Judy MacLeod

Current position
- Title: Commissioner
- Conference: Conference USA

Biographical details
- Education: University of Puget Sound (BA) University of Tulsa (MS)

Playing career
- 1982–1986: Puget Sound
- Position: Forward

Coaching career (HC unless noted)
- 1986–1990: Seattle (asst. coach)

Administrative career (AD unless noted)
- 1991–1994: Tulsa (ticket manager)
- 1993–1994: Tulsa (asst. AD)
- 1994–1995: Tulsa (assoc. AD)
- 1995–2005: Tulsa
- 2006–2015: Conference USA (executive assoc. commissioner)
- 2015–present: Conference USA (commissioner)

= Judy MacLeod =

American sports administrator

Judith A. MacLeod is an American sports administrator and the current commissioner of Conference USA. She previously served as the athletic director at the University of Tulsa. MacLeod is the first woman to commission a conference in the NCAA Division I Football Bowl Subdivision (FBS).

==Early life and education==
MacLeod was born to parents Scottish American Kenneth A. MacLeod (father) and Wilma Couchman (mother): a secretary for both Bumble Bee Foods and the Sons of Norway's Everett, Washington chapter, and has an older sister named Kim. MacLeod grew up in Edmonds, Washington and went to Meadowdale High School (Washington). MacLeod played forward and center on the high school's girls' basketball team from 1980 to 1982, and also played volleyball and softball (as first baseman). MacLeod earned Second Team, East Division Honors in her junior season. In MacLeod's senior season, she was the team captain and earned all-league 3A honorable mention honors in both basketball and softball.

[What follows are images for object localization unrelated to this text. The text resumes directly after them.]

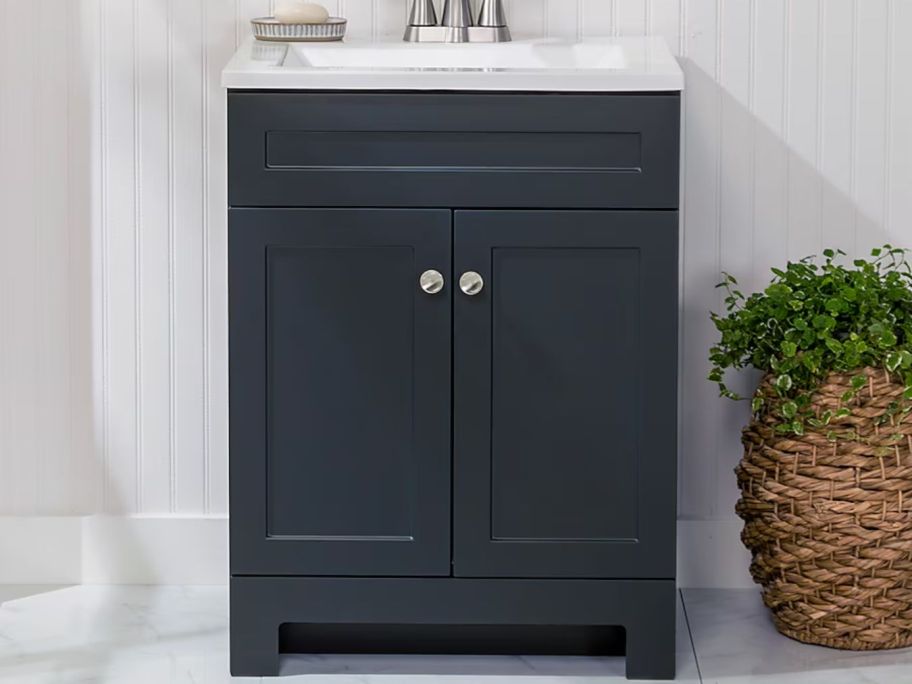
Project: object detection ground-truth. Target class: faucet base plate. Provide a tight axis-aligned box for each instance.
[403,25,511,43]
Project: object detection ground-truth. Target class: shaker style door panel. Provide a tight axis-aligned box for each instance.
[452,210,678,579]
[230,208,452,576]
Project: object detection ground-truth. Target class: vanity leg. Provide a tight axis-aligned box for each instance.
[230,593,280,677]
[230,619,278,676]
[625,594,676,680]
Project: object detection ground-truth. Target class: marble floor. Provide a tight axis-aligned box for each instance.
[1,585,911,683]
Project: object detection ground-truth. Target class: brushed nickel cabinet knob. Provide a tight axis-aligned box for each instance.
[459,271,484,296]
[419,269,445,294]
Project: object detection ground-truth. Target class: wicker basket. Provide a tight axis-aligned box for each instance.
[737,367,912,650]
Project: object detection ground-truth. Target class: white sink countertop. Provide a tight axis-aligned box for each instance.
[222,36,683,91]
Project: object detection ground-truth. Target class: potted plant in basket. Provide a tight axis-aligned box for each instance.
[709,245,912,650]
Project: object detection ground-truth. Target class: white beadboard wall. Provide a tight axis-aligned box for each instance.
[2,0,912,584]
[0,0,95,515]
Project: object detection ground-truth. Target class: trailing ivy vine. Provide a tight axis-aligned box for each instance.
[709,246,912,436]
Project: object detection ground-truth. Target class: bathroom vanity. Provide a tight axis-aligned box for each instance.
[224,37,683,680]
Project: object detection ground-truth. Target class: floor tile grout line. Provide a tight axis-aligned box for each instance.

MacLeod graduated from Meadowdale High School as a salutatorian in 1982.

MacLeod attended the University of Puget Sound as an undergraduate, where she, like in high school, played forward on the school's women's basketball team. MacLeod became team captain on during her senior year. MacLeod graduated with a Bachelor of Arts degree in Economics in 1986.

MacLeod graduated with a Master's degree in Athletic Administration from The University of Tulsa in 1991.

== Career ==

=== Early career ===
MacLeod began her career in college sports coaching and administration at Seattle University, where she spent four seasons as an assistant basketball coach under head coach Dave Cox. MacLeod was part of the 1987-88 Women's Basketball Team coaching staff: Which was inducted into the University's Athletics Hall Of Fame in 2011. She also worked as a sports manager at the 1990 Goodwill Games, which inspired her to pursue a career in sports management.

=== University of Tulsa ===
In 1990, MacLeod became a graduate assistant at The University of Tulsa the same year. After working in various positions for the university's athletic department, including as an intern (from 1990 to 1991), a ticket manager (from 1991 to 1994), assistant athletic director (1993–1994) and associate athletic director (1994–1995), MacLeod was promoted as athletic director in 1995, a position she held for the next ten years. During MacLeod's tenure as athletic director, Tulsa built the Reynolds Center and several other new athletic facilities, and it moved its sports teams into the Western Athletic Conference and later into Conference USA.

=== Conference USA ===
In 2005, MacLeod left Tulsa to become an associate commissioner of Conference USA. She was promoted to executive associate commissioner the following year. While serving in that position, she was also a member of the NCAA Division I Men's Basketball Committee from 2012 to 2015. After Conference USA commissioner Britton Banowsky left his position in 2015, MacLeod was named the conference's new commissioner. She was the first and is so far the only woman to lead an FBS conference.

When MacLeod became commissioner, the conference had recently lost several teams to conference realignment, and its revenue from media rights had declined considerably. MacLeod signed several short-term contracts with streaming platforms to stabilize the conference's media revenue, but by 2019 the conference made $450,000 from its media rights, less than half of the $1.1 million it had made before realignment. After three schools left the American Athletic Conference (AAC) in 2021, MacLeod proposed that Conference USA merge with the AAC and reorganize into two geographically compact conferences. The AAC rejected the proposal and instead invited six Conference USA schools to replace the three departing schools, sparking an exodus that left Conference USA with fewer than the required eight members needed to maintain its FBS status. C-USA would soon restore its membership to the needed level to maintain FBS status. First, four schools were announced as new members effective in 2023–24 – FBS independents Liberty and New Mexico State (respectively full members of the ASUN Conference and WAC) and FCS upgraders Jacksonville State and Sam Houston. Another FCS upgrader, Kennesaw State, will join for 2024–25.